Пока мы шли, начался шторм и ливень, нам приходилось ступать очень аккуратно, мы выбились из времени и немного задерживались. Я позвонила водителю и предупредила, что мы уже движемся к машине, чтобы он был в курсе, куда мы пропали. Быстро стемнело, ливень стал таким сильным, что мы моментально промокли насквозь и уже не прятались под деревьями.

У меня зазвонил телефон. Водитель заявил, что мы сумасшедшие сектанты и он уезжает, если мы не вернёмся через пару минут.
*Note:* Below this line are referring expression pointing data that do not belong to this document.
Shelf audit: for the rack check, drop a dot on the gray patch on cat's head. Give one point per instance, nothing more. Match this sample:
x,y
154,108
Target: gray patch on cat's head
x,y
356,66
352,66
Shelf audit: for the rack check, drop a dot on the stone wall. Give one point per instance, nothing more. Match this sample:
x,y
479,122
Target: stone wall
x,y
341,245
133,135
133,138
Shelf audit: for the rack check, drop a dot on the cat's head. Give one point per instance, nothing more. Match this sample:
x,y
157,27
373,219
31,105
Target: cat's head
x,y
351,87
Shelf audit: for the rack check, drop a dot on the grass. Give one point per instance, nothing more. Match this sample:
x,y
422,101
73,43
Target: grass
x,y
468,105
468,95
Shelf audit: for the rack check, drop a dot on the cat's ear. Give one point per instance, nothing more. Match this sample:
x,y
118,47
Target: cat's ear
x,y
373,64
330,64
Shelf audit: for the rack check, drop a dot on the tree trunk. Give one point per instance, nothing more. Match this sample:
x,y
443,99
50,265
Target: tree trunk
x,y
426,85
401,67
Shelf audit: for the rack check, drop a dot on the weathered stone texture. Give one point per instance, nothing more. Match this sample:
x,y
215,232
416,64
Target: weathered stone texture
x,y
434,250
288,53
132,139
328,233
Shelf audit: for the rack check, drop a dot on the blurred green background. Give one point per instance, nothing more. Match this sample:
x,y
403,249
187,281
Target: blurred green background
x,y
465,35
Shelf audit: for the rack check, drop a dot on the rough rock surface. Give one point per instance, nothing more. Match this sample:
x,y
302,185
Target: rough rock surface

Я решила, что он пугает нас, чтобы мы поторопились, но, когда через четверть часа мы пришли на место, машины действительно не было. Со всеми нашими вещами и моими деньгами.

Помню, как мы с сестрой сидели в ночной темноте на остановке и пытались понять, как можно выбраться. Была уже почти полночь, автобусов и другого транспорта до нашего посёлка в это время нет. Мой телефон уже почти разрядился из-за безуспешных поисков гостиницы поблизости, когда сестра через знакомых своих знакомых смогла найти нам убежище на эту ночь.

12 января. У порога

Мы приехали на чей-то праздник. В небольшой квартирке где-то посреди жилого района Анапы почти два десятка людей отмечали чей-то день рождения. По квартире бегали дети, играла музыка, был накрыт стол. Мы пришли посреди ночи, мокрые, грязные, с урной праха в руках.

Сидя в углу комнаты и облокотившись на стену, я злилась на весь мир. Когда десятилетний ребёнок подошёл ко мне и спросил, что у меня в урне, я растерялась и сначала не знала, что ответить. Но в итоге выдохнула: «Моя мама».

На следующий день нам пришлось самим добираться до дома. Автобусов не было, и мы вызвали такси, чтобы проехать 400 километров за приличную сумму.

Когда мы приехали в районный центр, где находилось ритуальное агентство, на нас с сестрой вывалили гору оскорблений и обвинений, что мы мошенницы, хотели обмануть водителя катафалка и сбежать, не заплатив за провоз. Представьте: маленькая комната, вокруг венки, кресты и гробы и несколько сотрудников наперебой кричат, что мы мошенницы и сектанты. Нам не хотели отдавать вещи и оскорбляли, пока мы не оплатили часы ожидания водителя и не пригрозили полицией.

***

По маминой просьбе мы развеяли её прах у дома. Она просила никогда не продавать эту землю и сказала, что теперь у нашей семьи будет своё родовое место.

Мама говорила, что хочет просто исчезнуть и всё. Наверное, мне от этого стало даже легче. Если бы у мамы была могила, уверена, меня бы постоянно туда тянуло, и я переживала бы её смерть снова и снова. Сейчас мне двадцать три. Я уехала из России в Грузию, потому что мне была необходима смена обстановки, путешествовала, потом поступила в местный университет. Аня перебралась в Тюмень в нашу старую квартиру, дом мы не продали, в нём живут и присматривают за ним друзья семьи. Думаю, маме бы понравилось. Но я пока была там только однажды. Сложно находиться в месте, где мысли каждый день возвращают тебя к самым неприятным воспоминаниям.

Эта история стала для меня кошмаром наяву. Даже сейчас, спустя три года, я не могу избавиться от флешбэков, воспоминаний об этих запахах и цвете её кожи. Каждый Новый год для меня теперь испытание. В канун праздника, когда все режут салаты и наряжают ёлки, я вспоминаю маму, вспоминаю, как всё это было, и начинаю скучать ещё сильней.